Yes, better games exist. Elden Ring will destroy Oblivion in almost every metric, from gameplay to storytelling to graphics. Age of Sigmar moves faster, is more competitive. Its models are true works of art, absurd and yet graceful, leaping out of their plastic form with a true essence of life.
I find that I care little about this.
Not that this is a criticism of either of those games, by comparison. Rather, it is to say that they will never, for me, invoke the same reaction as the two in question: a deep-in-your-soul, burgeoning warmth, like sipping good beer in comfort after a day well spent.

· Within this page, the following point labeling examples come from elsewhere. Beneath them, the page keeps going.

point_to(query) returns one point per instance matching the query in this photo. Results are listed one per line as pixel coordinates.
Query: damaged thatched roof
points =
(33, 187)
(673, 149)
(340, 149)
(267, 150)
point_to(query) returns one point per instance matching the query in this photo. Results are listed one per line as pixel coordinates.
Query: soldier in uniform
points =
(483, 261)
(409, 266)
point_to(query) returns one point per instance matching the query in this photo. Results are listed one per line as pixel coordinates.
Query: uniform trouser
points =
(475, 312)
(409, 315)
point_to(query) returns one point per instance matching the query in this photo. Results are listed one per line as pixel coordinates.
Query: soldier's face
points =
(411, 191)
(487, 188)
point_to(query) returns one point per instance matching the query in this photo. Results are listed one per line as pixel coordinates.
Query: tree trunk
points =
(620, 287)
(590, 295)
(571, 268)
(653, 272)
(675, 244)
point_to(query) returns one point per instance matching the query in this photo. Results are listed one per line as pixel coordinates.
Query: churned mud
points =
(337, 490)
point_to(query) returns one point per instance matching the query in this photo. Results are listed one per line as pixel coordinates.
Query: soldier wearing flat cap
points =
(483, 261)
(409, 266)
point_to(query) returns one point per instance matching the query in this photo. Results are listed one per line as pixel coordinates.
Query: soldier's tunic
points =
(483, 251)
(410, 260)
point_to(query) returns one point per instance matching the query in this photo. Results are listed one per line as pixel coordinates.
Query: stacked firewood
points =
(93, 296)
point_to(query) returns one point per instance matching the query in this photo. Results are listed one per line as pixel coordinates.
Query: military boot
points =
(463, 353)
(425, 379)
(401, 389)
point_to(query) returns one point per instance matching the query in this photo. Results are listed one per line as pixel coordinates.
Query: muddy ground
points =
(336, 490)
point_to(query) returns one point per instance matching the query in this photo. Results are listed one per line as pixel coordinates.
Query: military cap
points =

Is that fair? Of course not. Nothing is. What we choose to love doesn't need to make sense to anyone but ourselves, after all. And yet it is certainly one of the major strengths - and selling points - that has made both Oblivion and the Old World a success, decades after their original heyday.
Conclusions
Is relying on the endless regurgitation of franchises and series which should, by all accounts, be long retired to entice audiences a great idea? Is it fair to say that nostalgia-driven content is likely a sorry indictment of our own, increasingly algorithmically circular, endlessly self-referencing world of 2025?
Perhaps.
In the end, this article doesn't wish to be drawn on such a lofty topic. That's due for conversation, I think, for another day. Rather, it is a love letter to a time and a place, and a welcome distraction from it all, as it was 19 years ago.
Playing Oblivion and building the Old World in 2025 fills me with an inescapable joy, a deep-seated familiarity for the lands of Cyrodil and square bases that feels as natural now as it did in my teenage years.
In some small way, it feels like coming home.
Until next time,
Alex
*"Have you heard of the High Elves?!" would seem an appropriate reference right here.